How to Remove Outliers: IQR, Z-Score, and More

Removing outliers starts with detecting them using a statistical method, then deciding whether each flagged point should be deleted, adjusted, or kept. The most common approach uses the interquartile range (IQR): calculate the spread of your middle 50% of data, multiply it by 1.5, and flag anything beyond that boundary. But detection is only half the job. How you handle those flagged points depends on your data, your goals, and whether the outlier represents a real observation or an error.

The IQR Method

This is the most widely used technique and the one behind the outlier dots you see on boxplots. First, sort your data and find Q1 (the 25th percentile) and Q3 (the 75th percentile). Subtract Q1 from Q3 to get the IQR. Then build a “fence” around your data: the lower fence is Q1 minus 1.5 times the IQR, and the upper fence is Q3 plus 1.5 times the IQR. Any value outside those fences is flagged as an outlier.

For example, if Q1 is 20 and Q3 is 30, the IQR is 10. Multiply by 1.5 to get 15. Your lower fence is 5 and your upper fence is 45. A data point of 50 would be flagged; a data point of 42 would not. The CDC’s data visualization tools use this exact “IQR 1.5” rule by default when generating boxplots, and it’s the standard in most statistical software.

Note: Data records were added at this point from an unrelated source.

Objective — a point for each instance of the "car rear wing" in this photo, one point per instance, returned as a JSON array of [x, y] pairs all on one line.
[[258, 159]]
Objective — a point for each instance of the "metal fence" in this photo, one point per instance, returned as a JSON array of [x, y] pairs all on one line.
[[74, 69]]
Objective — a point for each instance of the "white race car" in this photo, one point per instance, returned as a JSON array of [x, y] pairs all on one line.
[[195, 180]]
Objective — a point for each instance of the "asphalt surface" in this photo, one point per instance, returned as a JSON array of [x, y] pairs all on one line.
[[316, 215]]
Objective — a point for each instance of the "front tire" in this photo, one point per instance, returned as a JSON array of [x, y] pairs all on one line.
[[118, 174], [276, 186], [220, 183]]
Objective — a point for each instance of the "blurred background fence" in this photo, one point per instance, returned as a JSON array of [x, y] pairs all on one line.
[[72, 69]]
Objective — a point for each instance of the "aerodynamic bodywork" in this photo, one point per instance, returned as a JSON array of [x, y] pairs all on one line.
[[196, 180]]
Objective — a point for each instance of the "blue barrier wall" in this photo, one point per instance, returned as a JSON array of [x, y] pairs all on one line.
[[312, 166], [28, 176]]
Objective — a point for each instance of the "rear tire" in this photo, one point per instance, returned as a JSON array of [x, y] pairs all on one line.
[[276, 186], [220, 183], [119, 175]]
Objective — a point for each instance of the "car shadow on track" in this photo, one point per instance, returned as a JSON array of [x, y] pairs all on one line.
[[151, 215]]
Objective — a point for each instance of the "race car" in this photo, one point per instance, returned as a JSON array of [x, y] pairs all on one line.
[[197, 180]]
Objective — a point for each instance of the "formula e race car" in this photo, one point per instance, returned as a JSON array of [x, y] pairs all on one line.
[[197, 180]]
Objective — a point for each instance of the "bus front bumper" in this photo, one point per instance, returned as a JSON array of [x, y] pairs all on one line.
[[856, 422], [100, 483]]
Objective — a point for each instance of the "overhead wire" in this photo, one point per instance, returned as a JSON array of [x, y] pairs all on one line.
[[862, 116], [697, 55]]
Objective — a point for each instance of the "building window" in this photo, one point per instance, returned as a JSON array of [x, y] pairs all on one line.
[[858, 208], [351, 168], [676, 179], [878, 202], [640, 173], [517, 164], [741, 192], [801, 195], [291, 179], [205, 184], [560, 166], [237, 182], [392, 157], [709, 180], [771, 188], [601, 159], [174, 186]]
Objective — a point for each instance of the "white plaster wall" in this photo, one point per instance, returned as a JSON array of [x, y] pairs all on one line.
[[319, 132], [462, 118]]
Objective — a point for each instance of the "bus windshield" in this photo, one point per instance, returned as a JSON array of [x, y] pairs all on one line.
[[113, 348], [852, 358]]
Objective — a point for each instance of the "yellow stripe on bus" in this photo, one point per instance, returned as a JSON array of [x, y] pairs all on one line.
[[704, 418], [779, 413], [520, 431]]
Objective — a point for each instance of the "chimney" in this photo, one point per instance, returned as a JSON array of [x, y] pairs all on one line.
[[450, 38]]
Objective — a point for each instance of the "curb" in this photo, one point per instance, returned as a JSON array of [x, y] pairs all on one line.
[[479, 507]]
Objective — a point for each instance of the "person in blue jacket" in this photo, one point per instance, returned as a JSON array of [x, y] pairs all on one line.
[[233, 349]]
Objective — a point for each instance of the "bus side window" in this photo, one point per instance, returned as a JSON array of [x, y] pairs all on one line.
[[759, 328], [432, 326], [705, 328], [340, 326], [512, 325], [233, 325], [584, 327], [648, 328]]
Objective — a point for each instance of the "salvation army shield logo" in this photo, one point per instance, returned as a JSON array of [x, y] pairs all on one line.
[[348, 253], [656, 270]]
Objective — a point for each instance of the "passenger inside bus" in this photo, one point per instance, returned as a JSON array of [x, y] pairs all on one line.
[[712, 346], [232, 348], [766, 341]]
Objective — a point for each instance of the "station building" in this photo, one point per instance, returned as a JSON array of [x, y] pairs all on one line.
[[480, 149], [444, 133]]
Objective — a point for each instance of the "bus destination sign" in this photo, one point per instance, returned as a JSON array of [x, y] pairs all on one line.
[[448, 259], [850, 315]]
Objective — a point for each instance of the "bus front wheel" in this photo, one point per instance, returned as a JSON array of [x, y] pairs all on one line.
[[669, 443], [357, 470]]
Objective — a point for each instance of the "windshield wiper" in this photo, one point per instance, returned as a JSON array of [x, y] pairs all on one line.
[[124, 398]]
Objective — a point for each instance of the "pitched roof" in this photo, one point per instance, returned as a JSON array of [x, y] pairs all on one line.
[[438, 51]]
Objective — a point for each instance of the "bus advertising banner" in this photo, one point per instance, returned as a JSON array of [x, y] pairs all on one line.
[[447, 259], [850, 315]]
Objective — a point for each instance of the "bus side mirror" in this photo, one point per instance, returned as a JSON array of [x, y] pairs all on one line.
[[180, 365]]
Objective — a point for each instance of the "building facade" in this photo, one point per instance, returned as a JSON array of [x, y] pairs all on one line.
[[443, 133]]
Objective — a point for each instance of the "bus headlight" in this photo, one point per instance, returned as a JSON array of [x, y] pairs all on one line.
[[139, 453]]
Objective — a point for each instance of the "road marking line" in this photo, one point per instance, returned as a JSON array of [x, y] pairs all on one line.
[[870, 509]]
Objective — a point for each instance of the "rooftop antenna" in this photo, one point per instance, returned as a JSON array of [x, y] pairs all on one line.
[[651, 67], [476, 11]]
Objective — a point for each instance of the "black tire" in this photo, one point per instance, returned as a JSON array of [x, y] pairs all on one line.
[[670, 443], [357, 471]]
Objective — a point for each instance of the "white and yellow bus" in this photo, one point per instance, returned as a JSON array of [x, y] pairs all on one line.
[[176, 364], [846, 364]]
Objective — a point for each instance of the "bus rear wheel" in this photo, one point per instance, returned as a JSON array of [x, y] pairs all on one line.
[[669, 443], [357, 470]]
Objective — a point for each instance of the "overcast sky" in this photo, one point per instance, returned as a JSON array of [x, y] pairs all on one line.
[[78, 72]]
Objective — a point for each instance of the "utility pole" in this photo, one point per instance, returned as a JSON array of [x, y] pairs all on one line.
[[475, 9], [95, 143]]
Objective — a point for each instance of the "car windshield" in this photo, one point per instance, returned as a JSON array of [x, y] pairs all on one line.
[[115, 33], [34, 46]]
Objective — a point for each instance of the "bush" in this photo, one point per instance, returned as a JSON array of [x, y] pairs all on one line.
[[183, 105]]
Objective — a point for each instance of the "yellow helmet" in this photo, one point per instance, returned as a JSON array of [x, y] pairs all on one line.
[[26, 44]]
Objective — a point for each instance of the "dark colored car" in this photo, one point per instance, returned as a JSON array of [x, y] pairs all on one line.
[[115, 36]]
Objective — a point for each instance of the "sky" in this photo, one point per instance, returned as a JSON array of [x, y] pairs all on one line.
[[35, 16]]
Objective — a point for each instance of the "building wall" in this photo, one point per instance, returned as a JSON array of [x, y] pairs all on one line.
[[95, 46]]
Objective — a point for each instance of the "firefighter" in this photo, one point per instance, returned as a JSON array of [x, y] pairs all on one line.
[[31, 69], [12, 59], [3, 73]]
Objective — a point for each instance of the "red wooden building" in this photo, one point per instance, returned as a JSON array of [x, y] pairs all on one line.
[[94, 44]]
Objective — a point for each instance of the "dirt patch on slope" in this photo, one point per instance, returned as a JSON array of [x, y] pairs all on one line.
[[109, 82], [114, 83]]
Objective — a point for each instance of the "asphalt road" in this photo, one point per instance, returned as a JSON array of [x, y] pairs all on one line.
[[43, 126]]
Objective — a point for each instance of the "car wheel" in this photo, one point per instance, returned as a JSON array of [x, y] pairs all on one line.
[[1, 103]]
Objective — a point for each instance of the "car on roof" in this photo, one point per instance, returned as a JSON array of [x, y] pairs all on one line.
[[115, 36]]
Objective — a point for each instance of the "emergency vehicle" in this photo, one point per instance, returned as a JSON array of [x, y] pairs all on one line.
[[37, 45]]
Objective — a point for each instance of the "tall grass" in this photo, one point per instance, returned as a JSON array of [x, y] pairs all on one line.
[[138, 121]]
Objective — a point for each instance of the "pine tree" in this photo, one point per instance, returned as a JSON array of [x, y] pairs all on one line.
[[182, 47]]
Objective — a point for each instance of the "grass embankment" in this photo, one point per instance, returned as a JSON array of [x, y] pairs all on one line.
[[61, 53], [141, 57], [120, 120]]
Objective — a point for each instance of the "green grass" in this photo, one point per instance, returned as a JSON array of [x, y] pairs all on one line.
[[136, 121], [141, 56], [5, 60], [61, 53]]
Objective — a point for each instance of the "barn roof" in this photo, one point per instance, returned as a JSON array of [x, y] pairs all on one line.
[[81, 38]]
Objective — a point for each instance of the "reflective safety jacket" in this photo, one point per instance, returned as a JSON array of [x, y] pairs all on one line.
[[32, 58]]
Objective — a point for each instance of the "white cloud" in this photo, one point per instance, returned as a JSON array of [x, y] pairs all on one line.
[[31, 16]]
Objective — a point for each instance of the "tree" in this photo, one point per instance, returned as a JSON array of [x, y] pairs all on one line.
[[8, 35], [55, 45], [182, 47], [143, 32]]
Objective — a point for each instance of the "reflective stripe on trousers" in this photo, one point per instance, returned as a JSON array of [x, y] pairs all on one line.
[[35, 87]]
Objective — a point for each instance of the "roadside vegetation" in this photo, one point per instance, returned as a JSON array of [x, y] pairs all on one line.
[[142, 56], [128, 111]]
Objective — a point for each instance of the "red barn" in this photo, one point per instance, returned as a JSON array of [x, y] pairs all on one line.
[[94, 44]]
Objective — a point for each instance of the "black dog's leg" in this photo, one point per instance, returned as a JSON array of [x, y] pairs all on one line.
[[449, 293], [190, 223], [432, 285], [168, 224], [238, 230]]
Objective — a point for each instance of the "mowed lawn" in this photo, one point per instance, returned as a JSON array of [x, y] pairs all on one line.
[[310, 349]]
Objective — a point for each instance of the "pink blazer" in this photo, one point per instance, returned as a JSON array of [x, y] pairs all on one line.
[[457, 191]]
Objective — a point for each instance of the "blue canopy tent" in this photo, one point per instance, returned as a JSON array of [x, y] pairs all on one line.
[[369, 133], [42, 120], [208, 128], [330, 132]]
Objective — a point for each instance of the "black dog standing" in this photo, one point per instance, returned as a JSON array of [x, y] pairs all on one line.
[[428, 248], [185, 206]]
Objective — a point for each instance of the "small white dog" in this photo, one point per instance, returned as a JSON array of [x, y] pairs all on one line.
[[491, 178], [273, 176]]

You can also use a stricter multiplier of 3.0 instead of 1.5 to identify only extreme outliers. This is useful when you want to be conservative and remove only the most dramatic deviations rather than trimming moderate ones.

The Z-Score Method

If your data follows a roughly normal (bell-shaped) distribution, the Z-score approach works well. A Z-score tells you how many standard deviations a data point sits from the mean. The standard threshold is 3: any point with a Z-score above 3 or below -3 is considered a potential outlier. This makes intuitive sense because 99.7% of normally distributed data falls within three standard deviations of the mean, so anything beyond that range is genuinely unusual.

The catch is that the Z-score method has a serious weakness with small datasets. Because the mean and standard deviation are themselves pulled toward extreme values, the method will never detect an outlier in a dataset with fewer than 12 items. If your dataset is small or your data is skewed, you need a different tool.

Modified Z-Score for Skewed or Small Data

The modified Z-score swaps out the mean for the median and replaces the standard deviation with the median absolute deviation (MAD). Both of these are “robust” measures, meaning a few extreme values won’t distort them the way they distort the mean. This makes the modified Z-score a better choice when your data isn’t normally distributed, when it’s skewed, or when you’re working with a small number of observations. A common threshold is 3.5: any modified Z-score above that flags the point for review.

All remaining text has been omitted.